The Academic Staff Union of Universities (ASUU) has announced that it will embark on a one-day nationwide protest rally over the implementation by the Muhammadu Buhari-led Federal Government of a “no-work, no-pay” policy for lecturers in the country.
It was gathered that the nationwide protest rally would hold at the branch level of the union across public university campuses nationwide, with lectures suspended for the one-day protest.
ASUU members across universities are expected to choose a day within the week to hold a special congress and also go on protest rallies within their campuses.
Recalls that the Buhari-led Government had paid only half salary for the month of October to the public university lecturers, who had been on industrial action for eight months and returned to work on October 14.

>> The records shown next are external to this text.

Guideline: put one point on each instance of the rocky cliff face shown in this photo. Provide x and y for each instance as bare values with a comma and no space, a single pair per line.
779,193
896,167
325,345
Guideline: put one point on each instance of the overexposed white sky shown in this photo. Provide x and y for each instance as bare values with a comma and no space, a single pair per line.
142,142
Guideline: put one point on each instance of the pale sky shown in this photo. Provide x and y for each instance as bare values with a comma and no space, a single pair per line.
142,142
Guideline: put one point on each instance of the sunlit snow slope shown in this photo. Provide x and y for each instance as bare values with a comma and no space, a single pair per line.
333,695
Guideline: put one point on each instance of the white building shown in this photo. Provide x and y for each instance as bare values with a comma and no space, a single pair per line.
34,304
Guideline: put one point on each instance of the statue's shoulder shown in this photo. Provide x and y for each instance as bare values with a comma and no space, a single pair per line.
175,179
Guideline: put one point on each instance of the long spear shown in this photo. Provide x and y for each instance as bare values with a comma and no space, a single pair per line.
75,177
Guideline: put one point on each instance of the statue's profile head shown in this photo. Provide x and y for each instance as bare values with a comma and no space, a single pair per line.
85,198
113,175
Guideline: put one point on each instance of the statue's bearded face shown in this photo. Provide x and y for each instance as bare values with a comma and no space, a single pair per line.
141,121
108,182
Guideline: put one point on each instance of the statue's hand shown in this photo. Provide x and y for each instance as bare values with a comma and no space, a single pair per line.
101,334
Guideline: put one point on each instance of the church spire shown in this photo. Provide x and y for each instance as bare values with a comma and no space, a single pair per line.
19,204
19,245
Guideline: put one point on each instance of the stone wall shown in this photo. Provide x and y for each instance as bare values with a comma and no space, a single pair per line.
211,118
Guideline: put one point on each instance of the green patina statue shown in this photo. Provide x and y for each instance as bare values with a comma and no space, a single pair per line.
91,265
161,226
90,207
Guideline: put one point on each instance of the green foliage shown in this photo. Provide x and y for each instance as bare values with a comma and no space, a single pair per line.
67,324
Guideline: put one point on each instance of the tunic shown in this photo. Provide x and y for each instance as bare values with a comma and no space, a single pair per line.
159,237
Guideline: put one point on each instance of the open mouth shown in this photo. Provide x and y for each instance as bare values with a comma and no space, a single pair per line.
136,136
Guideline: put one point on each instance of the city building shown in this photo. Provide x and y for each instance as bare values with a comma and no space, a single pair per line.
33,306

Confirming the new directive to Nigerian Tribune on Sunday, the chairman of ASUU, University of Lagos (UNILAG) branch, Dr. Dele Ashiru, said UNILAG-ASUU had fixed Tuesday, November 15, for its own rally.
According to him, the protest rally is to draw the attention of Nigerians at home and in the Diaspora to ASUU’s strong dissatisfaction with the Buhari Government’s attempt at casualization of the academics in the country by using ‘no-work, no-pay policy’ to remunerate them.

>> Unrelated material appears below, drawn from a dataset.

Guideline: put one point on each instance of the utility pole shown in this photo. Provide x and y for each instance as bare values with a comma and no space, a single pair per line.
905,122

While insisting that university lecturers are intellectuals and professionals, Ashiru noted that just as other lecturers in other branches of ASUU would do, all members of ASUU, UNILAG branch, are also expected to attend the congress and participate fully in the protest rally.
He said casualization of academics is totally alien to the academic system globally, adding that the Minister of Labour and Employment, Chris Ngige, wants to prove that he knows more than every other person in the world.
He stated that the Union would show Ngige that his attempt to cage the lecturers, particularly from engaging in unionism, would never come to pass as far as Nigeria is concerned.